BishopAccountability.org
 
  Hearing Bodes Well for Botsford
Confirmation Seen for High Court Post

By Stephanie Ebbert
Boston Globe
August 30, 2007

http://www.boston.com/news/local/articles/2007/08/30/hearing_bodes_well_for_botsford/

Suffolk Superior Court Judge Margot Botsford earned plaudits for her experience, intelligence, and integrity, but some of her criminal sentences were criticized as excessively lenient yesterday by several members of the Governor's Council reviewing her candidacy for the state's highest court.

Nonetheless, it appears likely that the 60-year-old jurist will be confirmed to the Supreme Judicial Court when the Governor's Council votes tomorrow. Botsford, nominated to the post by Governor Deval Patrick last month, needs only a majority vote of the eight-member council; three members openly pledged their support during yesterday's confirmation hearing, and even her fiercest interrogators on the council declined to say they would vote against her.

During a hearing on her judicial nomination, Botsford was pressed to explain why in October 2005 she sentenced a former Catholic priest who had molested five boys to eight to 11 years in prison. Prosecutors had sought a sentence of 12 to 15 years, while defense lawyers asked for five to eight years.

Botsford said that the defendant, Robert Burns, was 59 years old, and that the abuse had taken place 15 to 25 years earlier.

In the interim, she said, the former priest had served prison time in New Hampshire, undergone extensive sexual abuse counseling, and offered to plead guilty to spare his victims a trial.

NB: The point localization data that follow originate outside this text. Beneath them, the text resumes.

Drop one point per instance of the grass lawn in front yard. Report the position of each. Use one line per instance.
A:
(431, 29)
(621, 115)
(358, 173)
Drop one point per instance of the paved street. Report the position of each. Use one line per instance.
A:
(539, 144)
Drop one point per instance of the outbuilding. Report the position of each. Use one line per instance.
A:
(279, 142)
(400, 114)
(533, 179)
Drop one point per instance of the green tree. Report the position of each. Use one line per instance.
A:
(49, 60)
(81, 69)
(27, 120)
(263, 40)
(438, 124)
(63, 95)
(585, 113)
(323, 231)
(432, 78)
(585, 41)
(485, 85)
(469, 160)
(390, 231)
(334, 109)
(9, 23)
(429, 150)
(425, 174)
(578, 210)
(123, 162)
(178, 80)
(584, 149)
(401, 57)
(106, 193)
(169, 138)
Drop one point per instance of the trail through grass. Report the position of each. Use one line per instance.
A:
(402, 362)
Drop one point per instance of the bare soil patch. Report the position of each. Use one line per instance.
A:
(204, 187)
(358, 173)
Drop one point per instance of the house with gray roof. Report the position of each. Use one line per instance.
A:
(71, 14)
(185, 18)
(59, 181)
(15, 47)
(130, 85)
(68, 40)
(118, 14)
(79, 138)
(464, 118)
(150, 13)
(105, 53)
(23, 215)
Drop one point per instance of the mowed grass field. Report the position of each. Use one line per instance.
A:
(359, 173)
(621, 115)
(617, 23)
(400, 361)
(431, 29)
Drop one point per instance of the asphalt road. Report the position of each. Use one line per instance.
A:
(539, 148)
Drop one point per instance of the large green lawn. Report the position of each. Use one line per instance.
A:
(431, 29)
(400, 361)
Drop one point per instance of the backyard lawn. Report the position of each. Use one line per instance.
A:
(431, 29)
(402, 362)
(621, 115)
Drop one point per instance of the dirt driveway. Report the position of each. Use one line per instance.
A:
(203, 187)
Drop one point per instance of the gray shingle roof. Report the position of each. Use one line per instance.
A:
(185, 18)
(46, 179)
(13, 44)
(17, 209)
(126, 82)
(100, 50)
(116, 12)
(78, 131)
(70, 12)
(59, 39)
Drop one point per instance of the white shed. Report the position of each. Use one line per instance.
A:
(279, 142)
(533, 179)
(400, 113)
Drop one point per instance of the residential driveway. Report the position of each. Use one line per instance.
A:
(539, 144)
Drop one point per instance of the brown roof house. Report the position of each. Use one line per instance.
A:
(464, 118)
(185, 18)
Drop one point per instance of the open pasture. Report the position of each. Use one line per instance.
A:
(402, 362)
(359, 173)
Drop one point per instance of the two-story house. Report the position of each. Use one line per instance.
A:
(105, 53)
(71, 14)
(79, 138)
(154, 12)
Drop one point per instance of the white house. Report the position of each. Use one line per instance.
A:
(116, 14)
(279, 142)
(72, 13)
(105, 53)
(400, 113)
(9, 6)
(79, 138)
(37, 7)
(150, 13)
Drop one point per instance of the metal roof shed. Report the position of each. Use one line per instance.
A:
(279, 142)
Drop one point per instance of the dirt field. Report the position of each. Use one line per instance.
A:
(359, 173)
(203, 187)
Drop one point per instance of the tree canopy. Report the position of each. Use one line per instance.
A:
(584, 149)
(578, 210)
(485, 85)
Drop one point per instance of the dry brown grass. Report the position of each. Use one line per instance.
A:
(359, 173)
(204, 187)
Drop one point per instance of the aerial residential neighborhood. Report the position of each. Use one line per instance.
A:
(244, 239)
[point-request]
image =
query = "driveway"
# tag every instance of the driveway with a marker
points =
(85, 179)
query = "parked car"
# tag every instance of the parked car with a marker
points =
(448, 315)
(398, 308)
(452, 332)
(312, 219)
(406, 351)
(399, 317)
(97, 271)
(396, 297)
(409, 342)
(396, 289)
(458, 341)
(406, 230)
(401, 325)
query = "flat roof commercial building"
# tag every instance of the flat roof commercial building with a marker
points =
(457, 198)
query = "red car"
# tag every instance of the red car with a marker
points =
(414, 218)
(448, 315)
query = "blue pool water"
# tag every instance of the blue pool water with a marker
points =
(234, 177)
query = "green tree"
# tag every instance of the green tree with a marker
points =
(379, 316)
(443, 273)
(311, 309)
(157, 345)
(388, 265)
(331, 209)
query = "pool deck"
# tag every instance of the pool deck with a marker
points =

"Although I can never predict with certainty what someone's future will be, I did feel that, if anyone had made a genuine effort to change his behavior and to rehabilitate himself, this was that person," she said.

Even in hindsight, she said, she would not change her sentence, based on the facts presented. However, she said, she would not today seal records in such cases, as she did in the child rape case against the Rev. Richard O. Matte, one of five priests whose settlements with victims were hidden from the public until the Globe's Spotlight team uncovered them in 2002.

During questioning, Botsford said she sealed the records only because the victim had also requested it.

"I would not do so anymore," she added. "What we have learned over time is that the sealing of records . . . does have a potential for hiding information that may be useful thereafter."

While her questioners depicted her as soft on crime, fans in the legal community say that Botsford's rulings defy politics or a tendency to favor the defense or the prosecution.

First Assistant Suffolk District Attorney Joshua Wall testified that prosecutors and defense lawyers alike consider the judge to be in the mainstream, issuing sentences that are sometimes considered too harsh, and sometimes too lenient. On the state's highest court, he pointed out, she will not be in a position to sentence criminals.

"Judge Botsford is a judge's judge," said US District Court Judge Patti B. Saris. "She's straight down the middle. She's smart, and she's fair."

Still, her political leanings provided a constant backdrop for the hearing. Botsford, of Jamaica Plain, was nominated for her current judgeship by Governor Michael S. Dukakis in 1989, when S. Stephen Rosenfeld, her husband, was the governor's chief of staff. Rosenfeld, who also worked for Dukakis as legal counsel, recently drew scrutiny when the Boston Herald reported that he gave three times the legal limit to Patrick's campaign last year.

"His political contributions are not something that we discuss," Botsford said, in response to questioning. "We are two separate people. He doesn't control what I do. I don't control what he does."

Her husband also gave $600 last year, $100 more than permitted, to Lieutenant Governor Timothy P. Murray, who holds a tie-breaker vote on the Governor's Council. In a break with his predecessors, Murray presided over yesterday's hearing, as he did with other recent nomination hearings.

Two councilors pressed Botsford to define judicial activism, the catch phrase opponents have used to deride the jurists who legalized same-sex marriage, and to clarify whether she considers herself a judicial activist. Botsford told the panel that she does not.

Councilor Mary-Ellen Manning also grilled Botsford on whether she viewed herself as a strict constructionist, a judge who sticks to a strict interpretation of constitutional language.

"I do think the constitution is something one needs to interpret in the context of the present," Botsford said. "I do not think its provisions were cast in concrete."